Having received red blood cell transfusion is the most important factor for the differential diagnosis of iron overload. It has been reported that serum ferritin levels exceed 1,000 ng/mL in approximately 50% of patients when ≥20 units of blood are transfused,9 which can cause iron overload. However, we believe that blood transfusion was a minor cause of iron overload in the present case because infusion of 20 units of red blood cells alone is not sufficient to cause severe iron overload, and the lungs are not the most commonly affected organ. In addition, the patient’s ferritin level was markedly high before blood transfusion, and did not change after transfusion.
There are no reports that leukemia, lymphoma, or chemotherapy cause systemic iron overload. Therefore, ATLL may not be related with hemosiderosis. However, we believe there was an immunological association between the deterioration of the respiratory condition or lung shadow, and chemotherapy. This is because respiratory failure occurred soon after the completion of chemotherapy, steroids were effective for treatment, and there was no fume exposure during the deterioration of the respiratory condition. However, the pathogenesis of iron-induced pulmonary disease remains unclear, and there are several reports that demonstrated an immunological mechanism in welder’s lung.2,5,14
One condition other than blood transfusion that induces iron overload is hereditary hemochromatosis caused by mutations in the HFE gene.15,16 Family medical history is important when assessing hereditary hemochromatosis.17 There are also several secondary causes, such as alcoholic cirrhosis and diet,18,19 indicating that assessment of lifestyle history is important. The family medical and lifestyle histories of our patient were unremarkable. However, we cannot exclude the possibility of the presence of genetic hemochromatosis because molecular genotyping for common mutations was not performed. If there were no genetic causes, an unknown etiology of abnormal iron metabolism may have caused atypical iron overload.
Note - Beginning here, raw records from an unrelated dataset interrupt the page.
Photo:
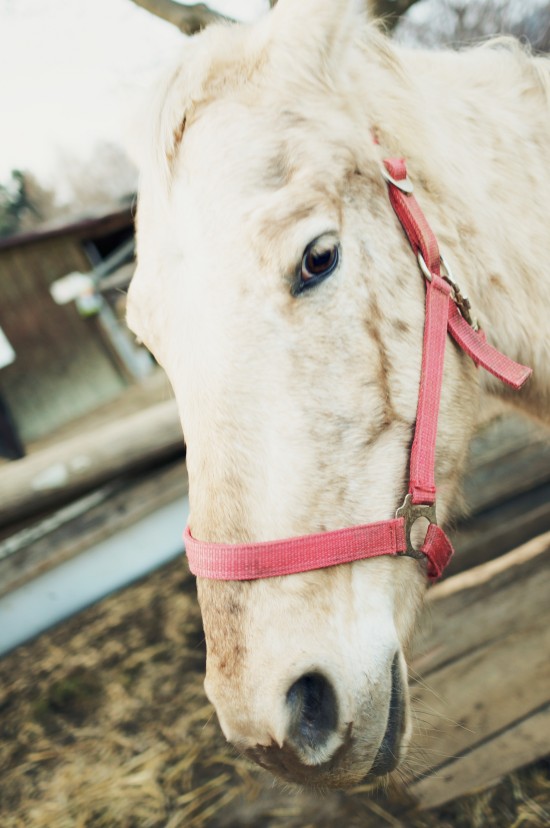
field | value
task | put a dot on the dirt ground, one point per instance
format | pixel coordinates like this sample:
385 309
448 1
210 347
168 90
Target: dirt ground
104 724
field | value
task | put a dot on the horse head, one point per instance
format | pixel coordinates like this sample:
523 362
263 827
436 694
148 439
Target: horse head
275 287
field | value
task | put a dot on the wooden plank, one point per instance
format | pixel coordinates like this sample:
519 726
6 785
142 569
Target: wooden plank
68 532
510 456
484 766
483 604
483 658
83 462
499 529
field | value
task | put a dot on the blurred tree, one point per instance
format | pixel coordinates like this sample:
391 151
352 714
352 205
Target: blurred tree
459 22
192 18
14 203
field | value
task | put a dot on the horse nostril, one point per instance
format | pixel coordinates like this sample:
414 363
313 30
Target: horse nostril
313 711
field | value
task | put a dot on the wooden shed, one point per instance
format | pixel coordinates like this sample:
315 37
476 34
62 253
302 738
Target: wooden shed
65 364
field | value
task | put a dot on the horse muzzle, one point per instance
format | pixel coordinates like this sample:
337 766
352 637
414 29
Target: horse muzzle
322 750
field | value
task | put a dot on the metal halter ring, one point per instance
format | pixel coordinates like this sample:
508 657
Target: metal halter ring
410 512
403 184
460 299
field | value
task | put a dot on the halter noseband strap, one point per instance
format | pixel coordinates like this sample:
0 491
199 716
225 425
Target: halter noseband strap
446 310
In conclusion, in the present case, the course of pulmonary hemosiderosis and systemic iron overload may have been associated with welder’s lung. Despite the lack of definitive evidence, we believe abnormal iron metabolism and immune reactions from chemotherapy may have affected the clinical course of hemosiderosis. When hyperferritinemia is observed, systemic iron overload should always be considered as a differential diagnosis. If it is identified, the cause should be closely investigated, and genetic examination should be performed.
Footnotes
CONFLICTS OF INTEREST: The authors declare that they have no conflicts of interest.